When you become pregnant you celebrate, pick out nursery themes, and argue over baby names. You don’t think about the chances of having a child with special needs, and you most certainly don’t think about what you would do if you had to raise your child on your own. Yet here I am raising a child rocking an extra chromosome, as single parent.
It doesn’t matter why or how my marriage failed. It’s not really anybody’s business to be blunt. All that matters now is that it did fail, and it’s over, and in the last three months since he left I’ve had to overcome a lot raising Oliver on my own. Three months. When you say it out loud it doesn’t sound like much time, but it has been an eternity since that day.
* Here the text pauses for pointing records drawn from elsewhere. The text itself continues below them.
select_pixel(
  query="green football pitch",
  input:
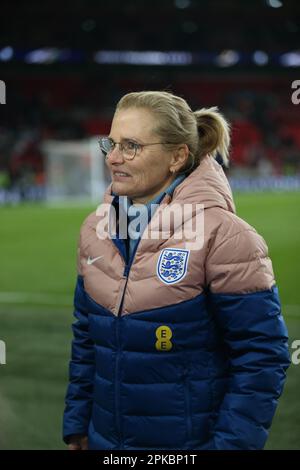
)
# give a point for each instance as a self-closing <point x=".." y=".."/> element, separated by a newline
<point x="37" y="278"/>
I’ve learned so much about myself, my faults, my issues, but I learned something else through all of this, I am strong.
When you become a single parent everything changes, literally everything. How you eat, how you clean, the bathroom becomes an oasis of peace, until you realize Oliver can army crawl now and you see his adorable little face scooting through the door frame. You must rely solely on yourself. At first it’s petrifying, relying on no one but yourself. Through the late night crying and sick days, there is no one to turn to. There are no breaks, only quick opportunities to shove food in your face or take a relaxing 90 second shower while he cries at the bottom of the tub pulling on the shower curtain because he cant see you.
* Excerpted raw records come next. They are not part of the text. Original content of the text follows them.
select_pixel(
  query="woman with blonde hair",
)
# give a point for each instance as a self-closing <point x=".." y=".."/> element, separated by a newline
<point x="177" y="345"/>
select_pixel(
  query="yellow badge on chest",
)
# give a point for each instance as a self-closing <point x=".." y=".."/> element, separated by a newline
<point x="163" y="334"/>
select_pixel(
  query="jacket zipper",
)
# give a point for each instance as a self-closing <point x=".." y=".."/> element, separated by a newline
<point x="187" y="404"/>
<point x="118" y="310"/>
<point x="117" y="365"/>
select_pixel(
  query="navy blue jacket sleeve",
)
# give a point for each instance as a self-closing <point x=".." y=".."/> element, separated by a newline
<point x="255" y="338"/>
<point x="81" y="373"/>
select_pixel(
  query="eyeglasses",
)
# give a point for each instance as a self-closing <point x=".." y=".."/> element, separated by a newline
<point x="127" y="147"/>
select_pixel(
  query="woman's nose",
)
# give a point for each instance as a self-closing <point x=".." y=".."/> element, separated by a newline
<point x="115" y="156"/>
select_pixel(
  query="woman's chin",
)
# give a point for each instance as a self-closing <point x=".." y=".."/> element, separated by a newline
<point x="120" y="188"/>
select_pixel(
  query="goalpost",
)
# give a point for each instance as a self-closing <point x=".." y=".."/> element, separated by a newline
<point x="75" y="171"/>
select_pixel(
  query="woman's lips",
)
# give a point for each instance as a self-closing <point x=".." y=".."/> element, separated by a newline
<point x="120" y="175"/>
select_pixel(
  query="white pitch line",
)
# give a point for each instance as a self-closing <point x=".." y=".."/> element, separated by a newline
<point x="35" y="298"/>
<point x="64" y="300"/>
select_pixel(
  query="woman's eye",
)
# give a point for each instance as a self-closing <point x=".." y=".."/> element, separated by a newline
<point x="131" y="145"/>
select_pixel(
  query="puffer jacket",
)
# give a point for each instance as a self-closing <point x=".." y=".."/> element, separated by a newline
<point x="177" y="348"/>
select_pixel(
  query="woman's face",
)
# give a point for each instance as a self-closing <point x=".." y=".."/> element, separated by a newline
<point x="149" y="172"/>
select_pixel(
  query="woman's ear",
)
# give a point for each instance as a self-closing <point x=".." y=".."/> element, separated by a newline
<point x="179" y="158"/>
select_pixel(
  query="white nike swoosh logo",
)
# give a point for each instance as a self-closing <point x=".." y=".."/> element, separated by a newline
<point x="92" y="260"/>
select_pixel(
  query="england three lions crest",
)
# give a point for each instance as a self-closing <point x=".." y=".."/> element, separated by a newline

At first you sit on the floor crying, holding your chest because you can literally feel your heart tearing apart. But then you have to get up, because your son needs you. Little things cause those massive tears that leave you clutching for your chest. When he learns something new and there is no one to turn and look at to celebrate with, or when he is up all night crying and you are exhausted, those are the moments when you feel the most alone. But then something happens. You remember that the heart is a muscle and each one of those tears wasn’t you breaking, but building a stronger, thicker heart.
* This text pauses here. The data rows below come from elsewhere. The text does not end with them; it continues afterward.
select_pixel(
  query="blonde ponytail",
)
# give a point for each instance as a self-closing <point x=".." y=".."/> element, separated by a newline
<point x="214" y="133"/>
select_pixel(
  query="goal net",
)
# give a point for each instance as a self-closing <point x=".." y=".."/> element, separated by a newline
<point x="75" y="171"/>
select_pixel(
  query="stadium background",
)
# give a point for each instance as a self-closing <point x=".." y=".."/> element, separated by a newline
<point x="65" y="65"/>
The once petrifying idea of relying on yourself becomes your strength. The knowledge that you can and will survive builds inside you like warm embers knowing that you can make it on your own. My son is happy; he has been and always will be my number one priority. I am still broken, but the large gaping wholes I could once feel eating at me like endless voids are now but cracks within me.
I am on my own now in this journey, my sons advocate more than ever before. My neon signs burns bright more frequently now, but I embrace what is to come. This is my path now. My Oliver is my future. And just like my son, I will heal and grow and succeed in my own time.